SARGODHA, Pakistan (Reuters) - U.S. FBI agents and their Pakistani colleagues interrogated on Friday five young American Muslims who wanted to go to Afghanistan to fight U.S.-led forces, Pakistani officials said.
The case is bound to fan fears in Western countries that the sons of immigrants from Muslim countries are being drawn to Islamist militancy, a process made easier by the Internet.
The five men, students in their 20s from northern Virginia, were detained this week in Sargodha in Punjab province, 190 km (120 miles) southeast of the Pakistani capital Islamabad.
The case has again focused attention on nuclear-armed Pakistan’s performance in fighting militants as Washington presses Islamabad to root out Islamist fighters crossing the border to attack U.S.-led troops in Afghanistan.
The five men tried to contact militants and stayed in touch with each other through the Internet, Pakistani security officials said, highlighting the difficulty authorities face in trying to track and disrupt plots organized online.
Police in Sargodha took the first step toward filing charges with complaints based on laws pertaining to foreigners and the use of computers to organize crime.
“A case has been registered against the five for violating Pakistan’s foreigners and cyber acts,” Sargodha police chief Usman Anwar told Reuters.
Pakistani and Federal Bureau of Investigation agents were interrogating the five, said a Pakistani security official.
“They are still in Sargodha and they are being investigated by us as well as the FBI,” said the official, who declined to be identified.
Two are of Pakistani origin, one of Egyptian origin, one of Yemeni origin and one of Eritrean origin, officials said.
According to documents issued by the police, the five are named Waqar Hussain Khan, Ahmed Minni, Ramy Zamzam, Aman Yemer and Umar Farooq.
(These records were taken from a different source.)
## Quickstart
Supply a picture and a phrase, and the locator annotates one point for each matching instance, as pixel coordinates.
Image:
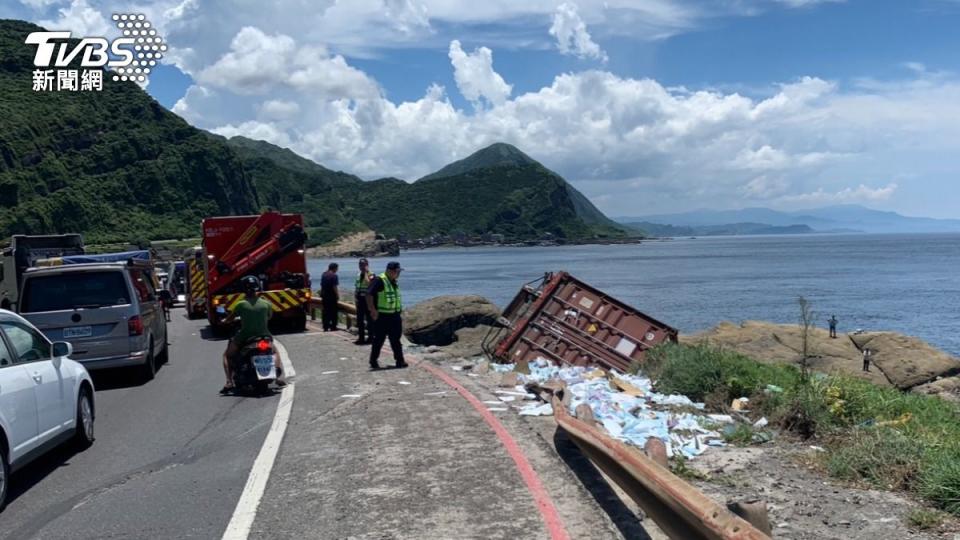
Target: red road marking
(549, 512)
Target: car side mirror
(61, 349)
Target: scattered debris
(632, 417)
(534, 409)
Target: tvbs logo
(131, 57)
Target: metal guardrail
(679, 509)
(348, 311)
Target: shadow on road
(591, 478)
(34, 473)
(116, 378)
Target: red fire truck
(269, 246)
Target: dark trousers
(363, 319)
(329, 313)
(387, 325)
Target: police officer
(360, 286)
(385, 305)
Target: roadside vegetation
(873, 435)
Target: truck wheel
(83, 438)
(299, 323)
(149, 369)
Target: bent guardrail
(679, 509)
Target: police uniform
(360, 286)
(388, 324)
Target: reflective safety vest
(362, 283)
(388, 300)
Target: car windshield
(70, 290)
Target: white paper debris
(544, 409)
(631, 419)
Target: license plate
(264, 366)
(77, 331)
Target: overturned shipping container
(563, 319)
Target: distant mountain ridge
(839, 218)
(112, 164)
(118, 167)
(496, 190)
(495, 155)
(731, 229)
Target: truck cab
(23, 252)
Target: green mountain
(288, 182)
(117, 166)
(112, 164)
(498, 189)
(495, 155)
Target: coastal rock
(898, 360)
(468, 341)
(908, 361)
(361, 244)
(947, 388)
(436, 321)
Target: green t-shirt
(253, 319)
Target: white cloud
(78, 17)
(806, 3)
(572, 36)
(279, 110)
(258, 63)
(859, 194)
(475, 76)
(632, 145)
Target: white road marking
(246, 511)
(288, 370)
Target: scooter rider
(254, 313)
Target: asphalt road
(170, 459)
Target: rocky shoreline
(456, 325)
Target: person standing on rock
(385, 305)
(361, 284)
(329, 296)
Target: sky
(646, 106)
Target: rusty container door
(569, 322)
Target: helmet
(250, 284)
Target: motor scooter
(253, 367)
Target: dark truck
(24, 251)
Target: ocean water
(905, 283)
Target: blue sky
(749, 54)
(647, 106)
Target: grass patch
(873, 434)
(925, 518)
(679, 467)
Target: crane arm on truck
(288, 238)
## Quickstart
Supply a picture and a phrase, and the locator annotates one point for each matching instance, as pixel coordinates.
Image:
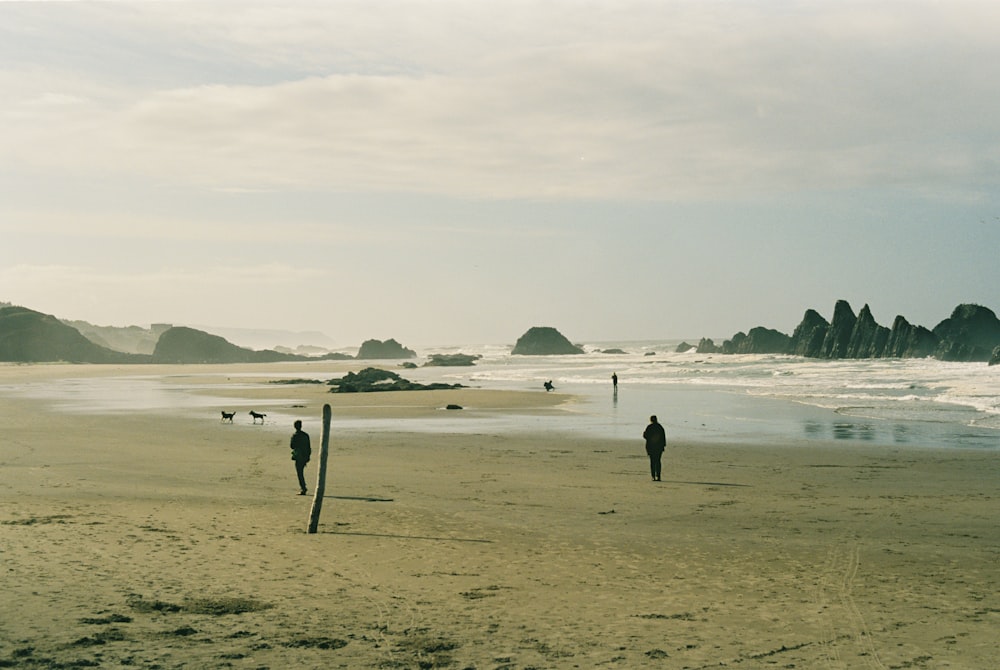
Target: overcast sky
(449, 172)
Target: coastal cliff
(971, 333)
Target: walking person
(301, 451)
(656, 442)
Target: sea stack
(544, 341)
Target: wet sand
(170, 539)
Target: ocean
(745, 398)
(697, 397)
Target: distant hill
(27, 336)
(187, 345)
(128, 339)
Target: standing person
(656, 442)
(301, 451)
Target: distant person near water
(301, 451)
(656, 442)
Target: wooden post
(321, 475)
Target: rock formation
(374, 380)
(451, 360)
(390, 349)
(971, 334)
(758, 341)
(807, 338)
(707, 346)
(27, 336)
(544, 341)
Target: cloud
(653, 101)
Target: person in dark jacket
(656, 442)
(301, 451)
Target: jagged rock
(188, 345)
(807, 338)
(969, 334)
(27, 336)
(868, 338)
(707, 346)
(838, 335)
(451, 360)
(544, 341)
(759, 340)
(909, 341)
(374, 380)
(384, 350)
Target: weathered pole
(321, 474)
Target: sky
(449, 172)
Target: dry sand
(157, 541)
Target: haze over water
(706, 398)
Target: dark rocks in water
(451, 360)
(384, 350)
(544, 341)
(759, 340)
(373, 380)
(909, 341)
(188, 345)
(707, 346)
(868, 338)
(969, 334)
(838, 335)
(27, 336)
(807, 338)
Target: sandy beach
(166, 540)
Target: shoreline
(141, 538)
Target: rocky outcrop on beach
(971, 333)
(27, 336)
(451, 360)
(706, 345)
(374, 380)
(389, 349)
(544, 341)
(758, 340)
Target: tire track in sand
(845, 621)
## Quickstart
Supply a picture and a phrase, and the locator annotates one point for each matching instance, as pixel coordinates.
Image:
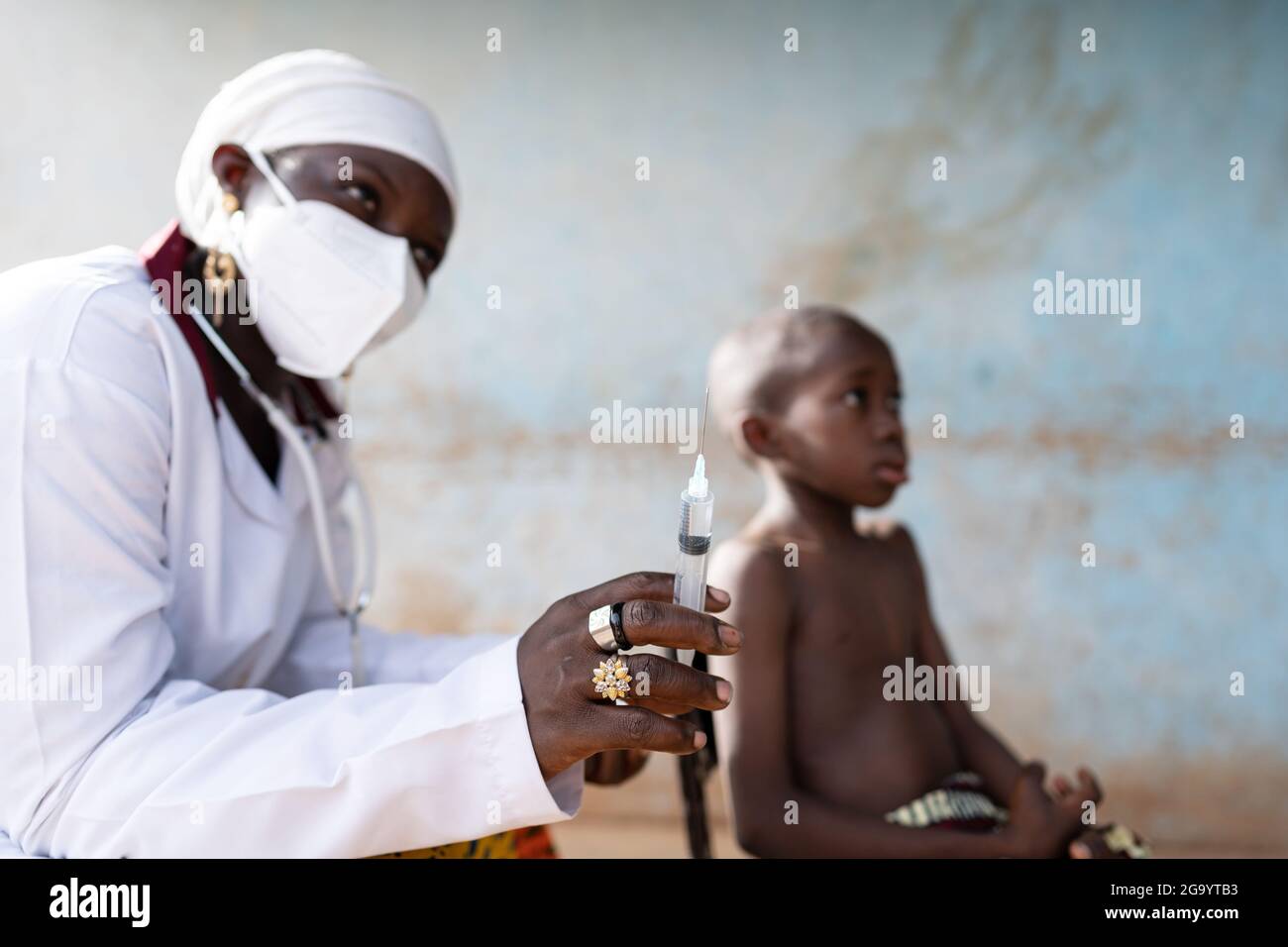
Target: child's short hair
(754, 368)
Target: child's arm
(982, 750)
(752, 738)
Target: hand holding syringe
(691, 590)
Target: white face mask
(325, 287)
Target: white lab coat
(140, 535)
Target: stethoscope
(360, 596)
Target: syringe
(691, 591)
(695, 538)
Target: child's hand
(1041, 826)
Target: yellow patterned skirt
(520, 843)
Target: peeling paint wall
(811, 169)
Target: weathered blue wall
(812, 169)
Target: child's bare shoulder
(751, 569)
(896, 540)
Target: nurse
(171, 471)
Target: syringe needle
(702, 440)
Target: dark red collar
(162, 257)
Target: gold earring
(220, 273)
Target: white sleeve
(320, 652)
(160, 767)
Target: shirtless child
(811, 399)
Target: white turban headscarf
(314, 97)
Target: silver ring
(601, 629)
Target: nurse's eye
(362, 195)
(426, 257)
(857, 397)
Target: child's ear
(759, 434)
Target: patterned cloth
(961, 804)
(520, 843)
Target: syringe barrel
(695, 541)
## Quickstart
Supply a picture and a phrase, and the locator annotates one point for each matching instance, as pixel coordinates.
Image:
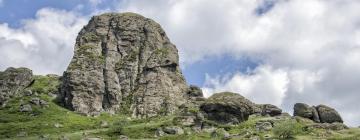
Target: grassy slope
(75, 126)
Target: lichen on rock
(124, 63)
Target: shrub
(287, 129)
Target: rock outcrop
(124, 63)
(227, 108)
(270, 110)
(13, 81)
(328, 114)
(319, 114)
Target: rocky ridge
(124, 63)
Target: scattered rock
(263, 125)
(57, 125)
(220, 133)
(330, 126)
(27, 92)
(123, 137)
(104, 124)
(271, 110)
(328, 114)
(227, 108)
(194, 91)
(64, 138)
(38, 101)
(173, 130)
(22, 134)
(124, 62)
(159, 132)
(25, 108)
(13, 81)
(305, 111)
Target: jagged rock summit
(124, 63)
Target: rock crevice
(124, 63)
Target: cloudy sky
(271, 51)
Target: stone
(194, 91)
(104, 124)
(329, 126)
(38, 101)
(159, 133)
(173, 130)
(263, 126)
(35, 101)
(123, 63)
(22, 134)
(27, 92)
(220, 133)
(328, 114)
(57, 125)
(305, 111)
(271, 110)
(123, 137)
(25, 108)
(13, 81)
(64, 138)
(227, 108)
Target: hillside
(125, 82)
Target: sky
(271, 51)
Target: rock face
(227, 108)
(328, 114)
(320, 113)
(124, 62)
(271, 110)
(13, 81)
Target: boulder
(305, 111)
(124, 63)
(220, 133)
(227, 108)
(263, 125)
(173, 130)
(328, 114)
(194, 91)
(271, 110)
(13, 81)
(25, 108)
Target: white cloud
(44, 44)
(312, 46)
(264, 85)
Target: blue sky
(270, 51)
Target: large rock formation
(320, 113)
(227, 108)
(124, 62)
(13, 81)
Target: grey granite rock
(124, 63)
(13, 81)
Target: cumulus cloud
(308, 50)
(44, 44)
(263, 85)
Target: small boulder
(25, 108)
(263, 126)
(104, 124)
(305, 111)
(58, 125)
(194, 91)
(328, 114)
(271, 110)
(220, 133)
(227, 108)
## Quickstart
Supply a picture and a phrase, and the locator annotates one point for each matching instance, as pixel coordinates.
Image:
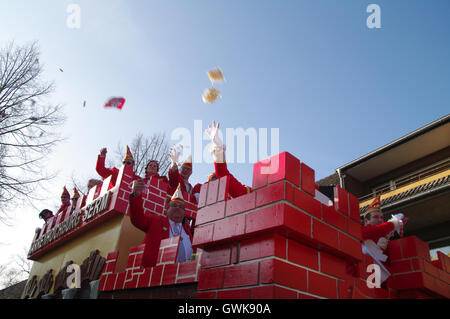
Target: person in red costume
(65, 201)
(114, 172)
(181, 176)
(217, 149)
(75, 198)
(376, 233)
(152, 170)
(158, 227)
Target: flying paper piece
(216, 76)
(210, 95)
(116, 102)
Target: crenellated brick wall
(278, 241)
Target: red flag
(116, 102)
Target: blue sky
(335, 88)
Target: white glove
(174, 155)
(397, 221)
(217, 148)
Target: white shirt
(185, 250)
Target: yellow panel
(103, 237)
(409, 186)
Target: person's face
(376, 218)
(185, 172)
(65, 199)
(175, 212)
(152, 168)
(129, 163)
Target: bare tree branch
(27, 125)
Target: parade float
(278, 241)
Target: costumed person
(152, 170)
(75, 198)
(376, 234)
(46, 215)
(181, 176)
(217, 150)
(158, 227)
(65, 200)
(114, 172)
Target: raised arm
(137, 216)
(100, 166)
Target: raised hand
(137, 187)
(174, 155)
(212, 132)
(103, 152)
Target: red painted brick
(169, 274)
(234, 294)
(307, 203)
(277, 271)
(206, 295)
(110, 282)
(263, 292)
(241, 275)
(203, 234)
(223, 188)
(321, 285)
(211, 279)
(170, 255)
(265, 218)
(144, 279)
(326, 235)
(331, 216)
(260, 174)
(271, 245)
(431, 269)
(308, 180)
(341, 200)
(354, 207)
(398, 266)
(187, 269)
(354, 229)
(270, 194)
(210, 213)
(219, 256)
(234, 253)
(156, 276)
(284, 166)
(408, 281)
(332, 265)
(241, 204)
(303, 255)
(213, 190)
(418, 264)
(394, 250)
(202, 196)
(273, 292)
(381, 293)
(229, 228)
(119, 281)
(350, 246)
(344, 290)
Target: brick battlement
(278, 241)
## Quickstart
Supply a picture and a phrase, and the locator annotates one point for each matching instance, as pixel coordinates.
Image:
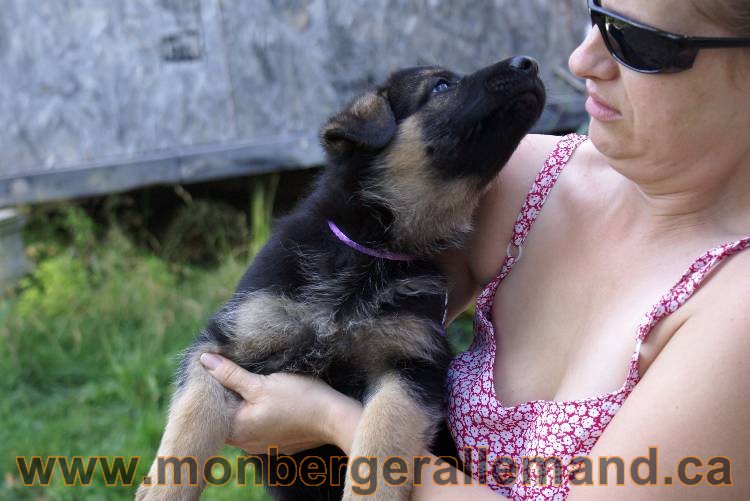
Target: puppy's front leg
(199, 421)
(393, 423)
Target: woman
(579, 369)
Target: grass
(89, 345)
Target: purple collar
(393, 256)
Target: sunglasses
(645, 49)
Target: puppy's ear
(367, 123)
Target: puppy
(346, 288)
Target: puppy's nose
(525, 64)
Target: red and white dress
(543, 428)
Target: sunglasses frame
(686, 47)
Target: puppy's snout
(526, 64)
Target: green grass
(89, 344)
(88, 347)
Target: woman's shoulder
(500, 206)
(478, 261)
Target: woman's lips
(601, 111)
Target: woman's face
(666, 117)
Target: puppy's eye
(441, 86)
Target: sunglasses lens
(642, 49)
(638, 48)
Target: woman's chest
(566, 324)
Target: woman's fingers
(231, 375)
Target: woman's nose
(591, 60)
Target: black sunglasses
(646, 49)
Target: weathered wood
(99, 96)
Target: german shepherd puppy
(408, 162)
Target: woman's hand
(288, 411)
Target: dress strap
(539, 192)
(686, 286)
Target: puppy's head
(427, 143)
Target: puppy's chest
(339, 320)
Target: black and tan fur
(408, 162)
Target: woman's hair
(734, 15)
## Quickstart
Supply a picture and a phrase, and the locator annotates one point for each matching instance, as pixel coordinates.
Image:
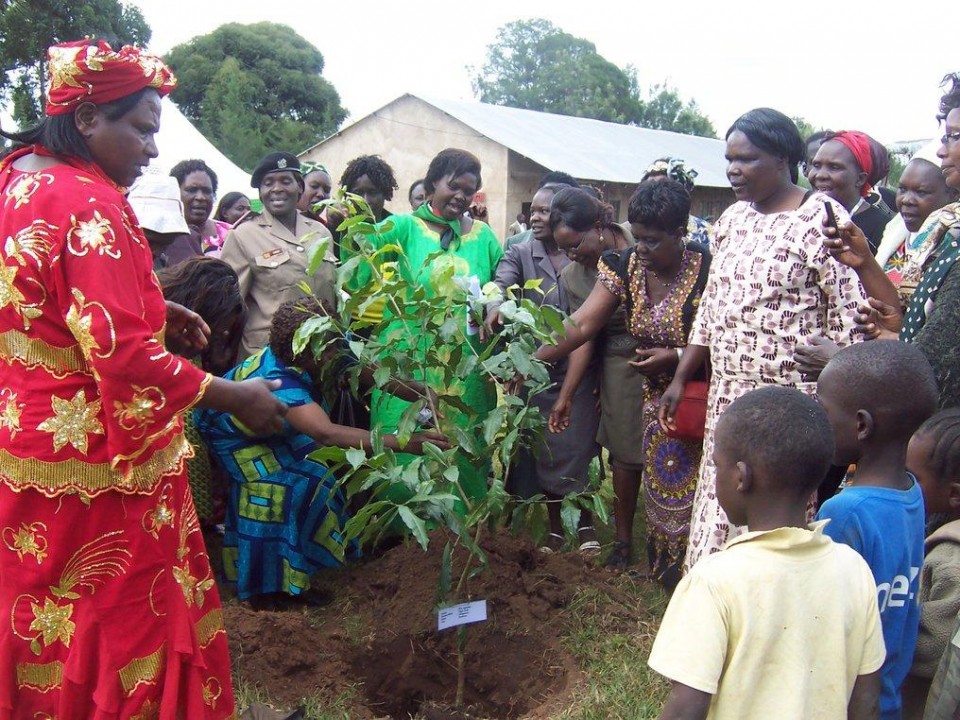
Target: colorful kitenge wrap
(284, 516)
(772, 286)
(473, 256)
(105, 587)
(670, 466)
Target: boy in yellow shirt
(783, 623)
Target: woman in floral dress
(772, 286)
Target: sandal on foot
(554, 543)
(589, 545)
(619, 558)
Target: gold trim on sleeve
(40, 676)
(91, 479)
(16, 346)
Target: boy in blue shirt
(876, 395)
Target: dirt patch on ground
(381, 631)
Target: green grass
(610, 635)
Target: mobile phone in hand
(831, 217)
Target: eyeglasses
(950, 137)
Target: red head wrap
(84, 71)
(859, 144)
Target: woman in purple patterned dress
(658, 283)
(772, 286)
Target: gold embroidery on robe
(137, 413)
(23, 189)
(149, 711)
(91, 479)
(79, 320)
(9, 292)
(27, 540)
(63, 67)
(209, 626)
(162, 515)
(52, 622)
(212, 691)
(90, 566)
(94, 235)
(10, 412)
(40, 676)
(72, 421)
(194, 588)
(143, 671)
(34, 241)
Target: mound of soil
(381, 631)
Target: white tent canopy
(179, 140)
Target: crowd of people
(779, 389)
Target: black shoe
(619, 558)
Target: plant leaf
(356, 457)
(417, 526)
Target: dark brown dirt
(381, 631)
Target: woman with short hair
(270, 252)
(772, 286)
(438, 236)
(845, 167)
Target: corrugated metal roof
(588, 149)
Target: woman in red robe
(105, 585)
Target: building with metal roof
(516, 147)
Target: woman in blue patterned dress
(284, 514)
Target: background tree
(29, 27)
(664, 109)
(255, 88)
(536, 66)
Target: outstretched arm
(310, 419)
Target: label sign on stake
(462, 614)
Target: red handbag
(690, 417)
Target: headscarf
(452, 231)
(84, 71)
(858, 143)
(307, 167)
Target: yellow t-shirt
(779, 624)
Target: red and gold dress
(106, 591)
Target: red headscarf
(84, 71)
(859, 144)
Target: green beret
(275, 162)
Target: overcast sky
(843, 65)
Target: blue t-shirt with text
(886, 526)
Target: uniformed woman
(270, 251)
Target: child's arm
(865, 701)
(685, 703)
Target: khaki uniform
(270, 261)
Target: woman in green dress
(438, 236)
Officials said three Pakistani men had also been detained, including two of Farooq’s relatives.
The U.S. State Department said a consular officer had determined six of the detainees had U.S. citizenship — the five young men and one of the others.
“A consular officer visited the detained Americans today in Sargodha,” State Department spokesman Ian Kelly said. “The U.S. citizens, each of them signed privacy act waivers but expressly asked that we not speak to the media about their situation.”
Kelly said the men were not currently charged with any crime in Pakistan or the United States.
The five men would be dealt with according to Pakistani law, Interior Minister Rehman Malik said.
“They will not be deported,” Malik told a news conference. “We will take action according to our law and once our law enforcement agencies or court clears (their cases), only then will we deport them.”
The men were being investigated for links to militant groups but it was not clear to what extent they had developed contacts.
The five had visited a madrasa, or Islamic religious school, linked to the Jaish-e-Mohammad militant group in the southern city of Hyderabad, saying they wanted to join jihad, or Muslim holy war, another Pakistani security official said.
The school turned them away, he said.
The five then tried to contact an Islamist charity, the Jamaat-ud-Dawa, linked to the banned Lashkar-e-Taiba militant group, in the city of Lahore. They failed there because they had no guarantor, the official said.
“These are five raw men who had been brainwashed,” said the security official.
The five were found with maps and had intended to travel through northwest Pakistan to the al Qaeda and Taliban militant stronghold of Miranshah, in the lawless North Waziristan region on the Afghan border.
“Their ultimate destination was Afghanistan. They wanted to go to Afghanistan for jihad,” the official said.
The suspects, wary about being detected via sent emails, shared a password so different members of their group could access the same email site and read messages saved there as drafts, the first Pakistani official said.
“It’s a very difficult job to dismantle such networks which operate through the Internet,” he said.